IntroduÇÃO
"Não ser esperado é um dom comum de muitas pessoas, mas o que seria isso?"
Amaterasu nasceu um menino quando todos esperavam o contrário, sobreviveu a enfermidades e cresceu forte, perdido em si próprio, criou um mundo só dele, onde sua mãe não era uma cadela — como dizia seu pai — e ele um estorvo, um gasto que não conheceria nada a não ser o mais terrível dessa terra.

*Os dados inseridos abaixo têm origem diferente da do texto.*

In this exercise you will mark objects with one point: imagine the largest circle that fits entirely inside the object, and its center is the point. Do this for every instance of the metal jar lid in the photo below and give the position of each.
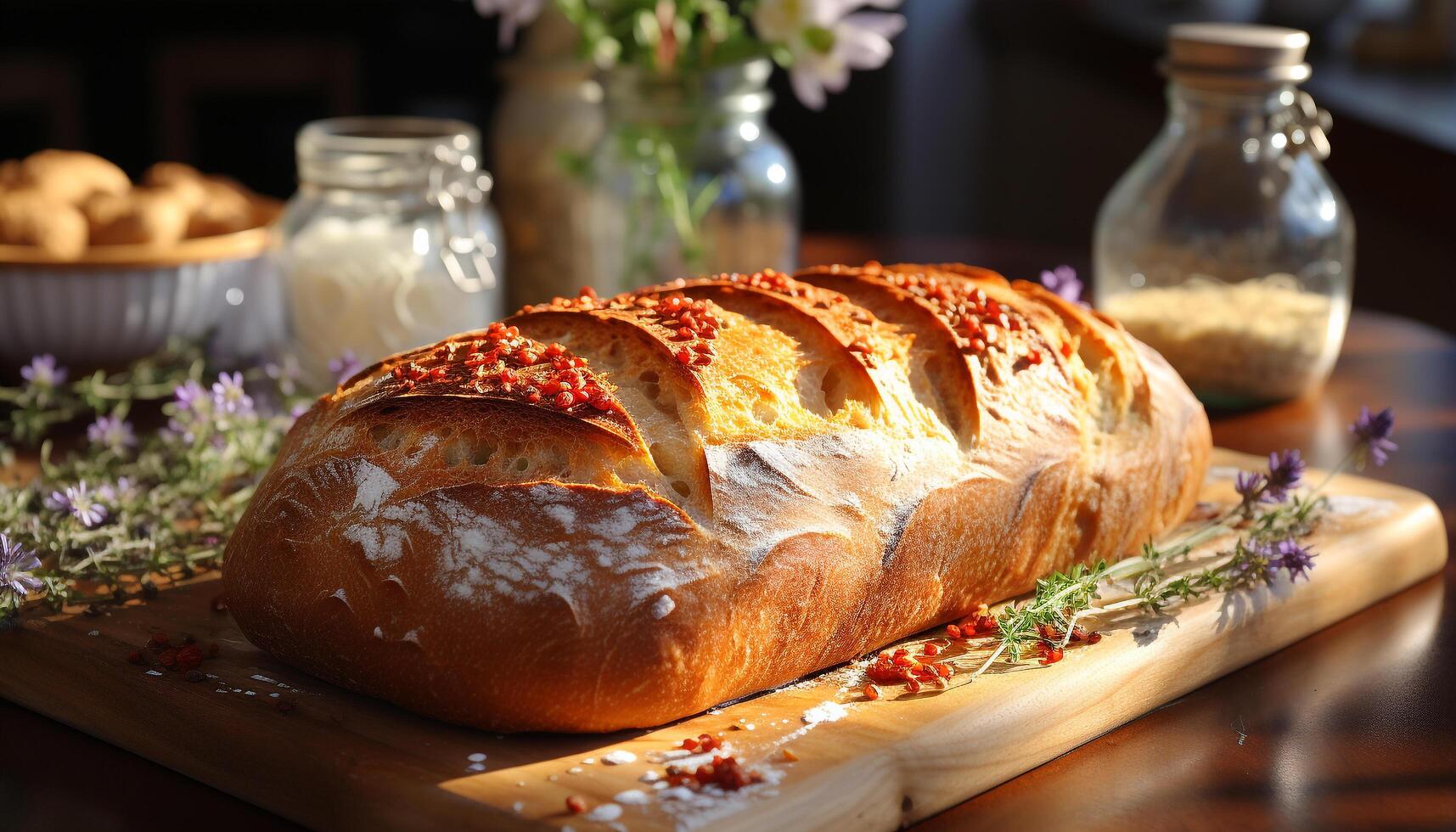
(1235, 56)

Perder tudo quando se não tem nada, foi assim que o menino cresceu, imaginando que não poderia piorar e que aquela dor não se comparava ao que sua mãe sentia. Aos 7 anos ele passou a intervir naquele horror e se tornou o principal alvo dos espancamentos.
Todos os dias seu pai descontava uma raiva inexplicável sobre ele, o homem ao bater derramava lágrimas, Amaterasu não entendia aquela dor, e no fundo sentia raiva, sentia algo crescer em si, mas não conseguia manifestar. As surras que sua mãe tomava se abrandaram ao longo dos anos. Quando completou 8 anos Amaterasu era o principal alvo dos ataques e no fundo não se importava, sorria, um sorriso de um monstro pronto a despertar ou de um anjo a beira do abismo, lançado nos desejos mais odiosos comum da raça humana.
"A dor não é nada... Eu posso suportar! Eu vou absorver toda essa dor e vou curar meu pai! Vou curar minha família!"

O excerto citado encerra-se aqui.